Focus of model improvements: compute, data, and techniques

  • Several comments argue that increased compute is the main current driver of frontier model gains, enabling more experiments, larger runs, and advanced techniques (e.g., RL-style “reasoning traces,” synthetic fine‑tuning).
  • Others note that human feedback is itself a training technique, and architectures, data curation, and training methods all matter alongside compute.
  • There’s debate on allocation of R&D among data, architecture, training, compute, and “other,” with a strong short‑term bias toward compute.

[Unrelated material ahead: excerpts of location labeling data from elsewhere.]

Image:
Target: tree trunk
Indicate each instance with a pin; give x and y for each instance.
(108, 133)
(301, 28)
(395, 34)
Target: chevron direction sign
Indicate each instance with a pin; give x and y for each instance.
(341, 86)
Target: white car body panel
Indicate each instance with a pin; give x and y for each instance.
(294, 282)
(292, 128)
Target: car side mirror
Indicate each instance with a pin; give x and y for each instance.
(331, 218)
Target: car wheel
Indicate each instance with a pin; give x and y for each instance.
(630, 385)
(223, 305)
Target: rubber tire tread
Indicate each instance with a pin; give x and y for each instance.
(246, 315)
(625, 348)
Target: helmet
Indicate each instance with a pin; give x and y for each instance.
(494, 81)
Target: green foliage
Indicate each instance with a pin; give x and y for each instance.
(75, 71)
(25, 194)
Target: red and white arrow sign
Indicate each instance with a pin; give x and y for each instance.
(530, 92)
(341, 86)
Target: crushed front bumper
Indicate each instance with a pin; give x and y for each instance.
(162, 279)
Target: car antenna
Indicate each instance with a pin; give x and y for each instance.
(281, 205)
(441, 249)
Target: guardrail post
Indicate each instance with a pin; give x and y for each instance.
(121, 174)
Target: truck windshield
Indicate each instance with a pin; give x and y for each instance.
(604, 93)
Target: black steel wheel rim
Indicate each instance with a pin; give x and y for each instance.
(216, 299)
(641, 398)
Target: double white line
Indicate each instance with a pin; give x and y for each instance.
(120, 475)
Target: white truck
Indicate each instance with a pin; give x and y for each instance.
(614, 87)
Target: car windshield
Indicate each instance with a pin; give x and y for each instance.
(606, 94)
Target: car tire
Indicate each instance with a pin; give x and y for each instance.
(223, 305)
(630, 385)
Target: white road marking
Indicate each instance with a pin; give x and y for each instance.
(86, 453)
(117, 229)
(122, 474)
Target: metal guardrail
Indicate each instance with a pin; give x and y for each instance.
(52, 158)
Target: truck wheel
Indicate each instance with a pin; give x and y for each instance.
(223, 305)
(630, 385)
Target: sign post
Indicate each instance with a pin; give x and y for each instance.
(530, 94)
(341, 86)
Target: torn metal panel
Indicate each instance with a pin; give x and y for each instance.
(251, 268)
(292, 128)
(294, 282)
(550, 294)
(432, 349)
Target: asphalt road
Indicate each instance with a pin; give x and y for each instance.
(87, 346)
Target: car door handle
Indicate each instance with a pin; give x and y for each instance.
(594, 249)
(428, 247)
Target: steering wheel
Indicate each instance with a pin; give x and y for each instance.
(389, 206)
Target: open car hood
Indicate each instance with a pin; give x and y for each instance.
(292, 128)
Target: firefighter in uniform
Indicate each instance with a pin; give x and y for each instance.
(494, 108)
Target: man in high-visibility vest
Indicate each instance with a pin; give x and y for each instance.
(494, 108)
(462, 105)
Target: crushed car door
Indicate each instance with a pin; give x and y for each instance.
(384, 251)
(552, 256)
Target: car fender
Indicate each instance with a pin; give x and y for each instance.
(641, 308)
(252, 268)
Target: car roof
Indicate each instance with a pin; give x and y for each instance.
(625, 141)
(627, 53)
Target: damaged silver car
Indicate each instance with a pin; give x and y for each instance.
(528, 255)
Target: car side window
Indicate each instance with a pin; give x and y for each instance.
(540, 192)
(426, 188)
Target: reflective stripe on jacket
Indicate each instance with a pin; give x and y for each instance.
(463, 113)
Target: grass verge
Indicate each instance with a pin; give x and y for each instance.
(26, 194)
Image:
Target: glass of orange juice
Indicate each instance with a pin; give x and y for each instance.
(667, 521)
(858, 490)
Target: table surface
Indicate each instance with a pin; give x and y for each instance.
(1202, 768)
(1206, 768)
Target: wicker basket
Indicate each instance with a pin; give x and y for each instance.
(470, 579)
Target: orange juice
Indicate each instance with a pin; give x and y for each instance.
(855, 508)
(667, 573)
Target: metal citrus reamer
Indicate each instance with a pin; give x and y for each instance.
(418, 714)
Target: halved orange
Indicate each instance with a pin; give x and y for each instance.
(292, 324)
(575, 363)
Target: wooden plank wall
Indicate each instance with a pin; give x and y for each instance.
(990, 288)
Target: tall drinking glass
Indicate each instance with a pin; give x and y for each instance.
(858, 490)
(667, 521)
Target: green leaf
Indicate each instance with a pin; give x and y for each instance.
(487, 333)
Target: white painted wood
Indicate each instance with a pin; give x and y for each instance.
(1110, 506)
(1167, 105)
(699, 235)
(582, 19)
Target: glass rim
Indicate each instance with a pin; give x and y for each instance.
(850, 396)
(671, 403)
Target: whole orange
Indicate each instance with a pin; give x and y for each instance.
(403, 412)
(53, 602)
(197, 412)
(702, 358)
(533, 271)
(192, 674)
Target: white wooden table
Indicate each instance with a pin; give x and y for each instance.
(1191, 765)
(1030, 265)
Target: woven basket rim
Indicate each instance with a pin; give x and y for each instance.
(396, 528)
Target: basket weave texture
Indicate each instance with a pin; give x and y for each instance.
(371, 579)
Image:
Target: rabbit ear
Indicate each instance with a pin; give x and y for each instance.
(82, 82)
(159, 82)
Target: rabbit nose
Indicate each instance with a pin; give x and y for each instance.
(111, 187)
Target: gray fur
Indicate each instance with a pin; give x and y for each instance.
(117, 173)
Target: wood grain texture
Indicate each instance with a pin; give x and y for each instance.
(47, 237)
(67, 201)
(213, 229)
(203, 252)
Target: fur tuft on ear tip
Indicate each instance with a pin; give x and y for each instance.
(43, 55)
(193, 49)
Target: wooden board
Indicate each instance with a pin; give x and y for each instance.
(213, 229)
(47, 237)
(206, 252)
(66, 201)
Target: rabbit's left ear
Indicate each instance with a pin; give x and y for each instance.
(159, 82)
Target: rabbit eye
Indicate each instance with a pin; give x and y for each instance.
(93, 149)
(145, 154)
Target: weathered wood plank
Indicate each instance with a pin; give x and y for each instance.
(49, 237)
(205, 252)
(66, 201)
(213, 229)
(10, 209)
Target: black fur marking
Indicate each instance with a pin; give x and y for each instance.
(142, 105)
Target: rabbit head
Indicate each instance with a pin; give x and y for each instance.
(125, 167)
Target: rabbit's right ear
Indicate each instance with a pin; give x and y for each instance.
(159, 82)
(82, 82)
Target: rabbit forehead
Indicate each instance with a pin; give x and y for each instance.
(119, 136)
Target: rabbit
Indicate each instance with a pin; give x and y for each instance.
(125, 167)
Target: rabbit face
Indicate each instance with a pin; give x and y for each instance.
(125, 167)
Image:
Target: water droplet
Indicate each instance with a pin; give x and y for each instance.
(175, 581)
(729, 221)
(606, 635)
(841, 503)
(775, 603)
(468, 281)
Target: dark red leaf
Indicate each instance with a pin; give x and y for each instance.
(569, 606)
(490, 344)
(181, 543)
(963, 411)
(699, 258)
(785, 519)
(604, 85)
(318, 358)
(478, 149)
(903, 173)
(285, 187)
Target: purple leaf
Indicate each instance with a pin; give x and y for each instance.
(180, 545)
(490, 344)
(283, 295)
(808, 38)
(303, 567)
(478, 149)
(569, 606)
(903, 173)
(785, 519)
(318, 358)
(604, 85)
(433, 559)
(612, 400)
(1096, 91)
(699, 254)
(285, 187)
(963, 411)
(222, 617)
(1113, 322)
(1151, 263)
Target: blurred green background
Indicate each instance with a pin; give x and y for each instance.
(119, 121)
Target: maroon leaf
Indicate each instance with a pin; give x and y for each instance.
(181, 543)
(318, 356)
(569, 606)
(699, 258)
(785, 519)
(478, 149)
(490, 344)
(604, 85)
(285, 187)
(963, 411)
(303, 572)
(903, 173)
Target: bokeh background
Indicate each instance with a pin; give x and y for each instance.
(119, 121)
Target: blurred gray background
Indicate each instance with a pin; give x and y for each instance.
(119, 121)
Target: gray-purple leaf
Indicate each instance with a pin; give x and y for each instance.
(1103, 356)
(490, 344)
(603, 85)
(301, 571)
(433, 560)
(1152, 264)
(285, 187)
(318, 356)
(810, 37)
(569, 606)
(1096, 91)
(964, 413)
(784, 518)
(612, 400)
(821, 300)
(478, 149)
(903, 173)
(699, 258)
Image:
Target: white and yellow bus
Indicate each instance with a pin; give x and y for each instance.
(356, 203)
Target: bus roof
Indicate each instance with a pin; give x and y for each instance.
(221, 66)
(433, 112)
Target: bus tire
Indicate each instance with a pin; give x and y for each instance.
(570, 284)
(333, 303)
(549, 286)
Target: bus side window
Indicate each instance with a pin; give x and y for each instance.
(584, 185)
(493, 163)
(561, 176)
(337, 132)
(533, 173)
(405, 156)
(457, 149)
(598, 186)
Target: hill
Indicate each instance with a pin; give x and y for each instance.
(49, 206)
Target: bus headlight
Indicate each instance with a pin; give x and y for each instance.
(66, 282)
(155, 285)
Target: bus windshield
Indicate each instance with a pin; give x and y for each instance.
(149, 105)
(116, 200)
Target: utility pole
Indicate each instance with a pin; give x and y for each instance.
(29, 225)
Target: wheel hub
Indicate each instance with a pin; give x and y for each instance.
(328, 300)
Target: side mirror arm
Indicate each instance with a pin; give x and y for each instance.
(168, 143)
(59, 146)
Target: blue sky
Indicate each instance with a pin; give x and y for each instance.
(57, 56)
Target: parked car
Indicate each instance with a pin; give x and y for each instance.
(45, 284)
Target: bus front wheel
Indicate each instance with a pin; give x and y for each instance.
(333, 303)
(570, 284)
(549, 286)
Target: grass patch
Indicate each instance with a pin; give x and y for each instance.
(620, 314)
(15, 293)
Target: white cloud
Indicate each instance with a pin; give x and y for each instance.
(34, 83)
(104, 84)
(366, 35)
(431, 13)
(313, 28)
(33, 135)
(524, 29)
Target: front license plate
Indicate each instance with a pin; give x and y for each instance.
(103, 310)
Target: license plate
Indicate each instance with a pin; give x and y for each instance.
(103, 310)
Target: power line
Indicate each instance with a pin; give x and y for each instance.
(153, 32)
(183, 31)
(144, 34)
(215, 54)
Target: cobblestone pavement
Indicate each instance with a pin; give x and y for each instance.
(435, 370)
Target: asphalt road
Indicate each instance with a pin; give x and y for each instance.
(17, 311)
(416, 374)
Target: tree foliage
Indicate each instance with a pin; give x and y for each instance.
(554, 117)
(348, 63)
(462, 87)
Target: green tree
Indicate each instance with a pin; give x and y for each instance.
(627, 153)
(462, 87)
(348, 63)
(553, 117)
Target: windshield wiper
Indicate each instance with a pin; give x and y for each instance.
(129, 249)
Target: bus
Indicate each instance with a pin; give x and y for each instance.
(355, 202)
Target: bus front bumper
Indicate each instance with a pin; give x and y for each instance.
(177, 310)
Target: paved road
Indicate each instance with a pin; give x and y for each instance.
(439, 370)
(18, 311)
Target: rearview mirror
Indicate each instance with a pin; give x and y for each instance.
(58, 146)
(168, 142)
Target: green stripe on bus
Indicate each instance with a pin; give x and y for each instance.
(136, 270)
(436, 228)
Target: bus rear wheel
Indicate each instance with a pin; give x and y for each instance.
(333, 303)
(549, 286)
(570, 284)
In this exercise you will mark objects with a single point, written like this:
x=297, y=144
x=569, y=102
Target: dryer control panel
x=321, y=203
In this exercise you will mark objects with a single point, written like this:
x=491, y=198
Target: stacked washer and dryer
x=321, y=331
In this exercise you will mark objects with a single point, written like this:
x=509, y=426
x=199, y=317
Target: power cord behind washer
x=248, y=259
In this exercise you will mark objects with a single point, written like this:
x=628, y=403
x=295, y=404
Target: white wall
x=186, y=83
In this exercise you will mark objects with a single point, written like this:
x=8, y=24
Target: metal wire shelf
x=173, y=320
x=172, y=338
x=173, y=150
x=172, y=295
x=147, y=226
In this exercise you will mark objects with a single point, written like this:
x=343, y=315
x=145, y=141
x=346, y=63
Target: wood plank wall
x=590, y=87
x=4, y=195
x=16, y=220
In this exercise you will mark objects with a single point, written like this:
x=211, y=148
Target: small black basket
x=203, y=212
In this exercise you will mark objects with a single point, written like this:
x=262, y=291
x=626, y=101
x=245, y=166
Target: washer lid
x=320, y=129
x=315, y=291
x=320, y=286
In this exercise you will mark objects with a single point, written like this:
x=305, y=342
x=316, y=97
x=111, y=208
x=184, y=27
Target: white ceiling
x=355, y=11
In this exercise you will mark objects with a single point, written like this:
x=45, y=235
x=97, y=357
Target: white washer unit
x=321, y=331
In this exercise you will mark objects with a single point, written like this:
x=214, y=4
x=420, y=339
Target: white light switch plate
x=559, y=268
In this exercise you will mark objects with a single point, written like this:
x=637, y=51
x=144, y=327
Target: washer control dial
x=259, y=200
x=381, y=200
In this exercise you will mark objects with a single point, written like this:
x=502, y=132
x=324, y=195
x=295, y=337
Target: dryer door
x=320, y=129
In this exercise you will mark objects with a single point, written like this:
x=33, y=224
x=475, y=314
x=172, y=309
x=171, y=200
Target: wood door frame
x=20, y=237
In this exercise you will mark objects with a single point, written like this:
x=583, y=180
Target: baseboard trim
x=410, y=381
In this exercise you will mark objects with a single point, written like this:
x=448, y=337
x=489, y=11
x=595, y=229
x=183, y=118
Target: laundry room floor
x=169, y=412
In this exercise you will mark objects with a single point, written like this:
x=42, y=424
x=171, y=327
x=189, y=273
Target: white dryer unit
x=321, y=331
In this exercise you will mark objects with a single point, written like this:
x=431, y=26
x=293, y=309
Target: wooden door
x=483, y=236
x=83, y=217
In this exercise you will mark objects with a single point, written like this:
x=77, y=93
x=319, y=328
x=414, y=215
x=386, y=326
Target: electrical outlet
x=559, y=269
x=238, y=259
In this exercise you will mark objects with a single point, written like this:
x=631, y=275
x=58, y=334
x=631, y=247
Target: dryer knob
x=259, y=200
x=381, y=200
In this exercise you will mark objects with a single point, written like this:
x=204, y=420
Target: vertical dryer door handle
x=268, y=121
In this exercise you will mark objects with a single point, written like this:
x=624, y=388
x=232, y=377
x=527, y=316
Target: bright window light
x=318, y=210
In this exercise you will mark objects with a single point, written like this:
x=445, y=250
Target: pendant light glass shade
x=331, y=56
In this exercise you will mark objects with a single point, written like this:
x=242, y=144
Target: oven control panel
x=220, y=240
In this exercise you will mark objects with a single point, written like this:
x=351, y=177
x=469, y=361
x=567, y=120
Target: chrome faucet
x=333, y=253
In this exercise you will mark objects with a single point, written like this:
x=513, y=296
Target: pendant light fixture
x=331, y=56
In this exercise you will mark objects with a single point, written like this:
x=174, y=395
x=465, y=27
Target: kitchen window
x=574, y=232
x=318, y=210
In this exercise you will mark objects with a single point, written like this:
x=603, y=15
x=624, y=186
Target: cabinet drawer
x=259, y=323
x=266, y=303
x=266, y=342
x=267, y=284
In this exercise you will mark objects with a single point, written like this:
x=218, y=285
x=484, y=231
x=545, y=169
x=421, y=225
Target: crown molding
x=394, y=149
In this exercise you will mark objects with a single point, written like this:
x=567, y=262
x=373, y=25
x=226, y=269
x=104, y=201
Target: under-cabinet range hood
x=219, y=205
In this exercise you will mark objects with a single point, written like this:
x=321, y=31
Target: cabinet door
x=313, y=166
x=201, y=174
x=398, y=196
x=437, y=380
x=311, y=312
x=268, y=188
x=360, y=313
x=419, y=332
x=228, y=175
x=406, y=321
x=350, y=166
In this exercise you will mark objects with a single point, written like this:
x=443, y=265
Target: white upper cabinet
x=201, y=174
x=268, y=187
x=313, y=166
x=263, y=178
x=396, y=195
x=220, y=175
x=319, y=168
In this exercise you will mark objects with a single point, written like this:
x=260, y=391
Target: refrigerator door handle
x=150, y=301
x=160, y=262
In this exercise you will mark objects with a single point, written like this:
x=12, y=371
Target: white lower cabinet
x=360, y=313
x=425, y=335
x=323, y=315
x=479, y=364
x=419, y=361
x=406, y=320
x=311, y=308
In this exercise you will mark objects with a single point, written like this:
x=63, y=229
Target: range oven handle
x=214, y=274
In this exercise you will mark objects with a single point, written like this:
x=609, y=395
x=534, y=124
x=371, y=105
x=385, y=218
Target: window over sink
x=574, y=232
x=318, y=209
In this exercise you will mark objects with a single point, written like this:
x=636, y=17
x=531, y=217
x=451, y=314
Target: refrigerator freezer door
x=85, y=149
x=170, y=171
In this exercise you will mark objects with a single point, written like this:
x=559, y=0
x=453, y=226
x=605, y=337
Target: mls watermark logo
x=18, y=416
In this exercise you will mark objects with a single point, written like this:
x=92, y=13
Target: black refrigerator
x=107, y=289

Human trainers, data quality, and synthetic data

  • The thread pushes back on the idea that “smarter trainers” alone explain progress; better architectures, techniques, and filtering (e.g., pre‑filtering junk data) are emphasized.
  • Some expect the “human‑labeled data is better” argument to weaken as synthetic data and better annotation tools improve.
  • A detailed anecdote from an AI trainer describes creating reasoning‑heavy benchmark questions; many “failures” of models were mundane (outdated info, tokenization issues), and models were often better than project organizers at spotting contradictions.

Capabilities, limitations, and evaluation

  • Many see current AI as augmenting and redistributing human expertise rather than replacing it.
  • Several complain that people fixate on failures and “hallucinations,” while others insist that occasional correctness doesn’t mean a system truly “can do” a task, given unpredictable errors.
  • IQ tests and puzzle‑style word problems are discussed as highly “learnable,” not reliable measures of deep intelligence.
  • Benchmarks that demand nuanced, framework‑dependent answers are seen as inherently tricky to automate.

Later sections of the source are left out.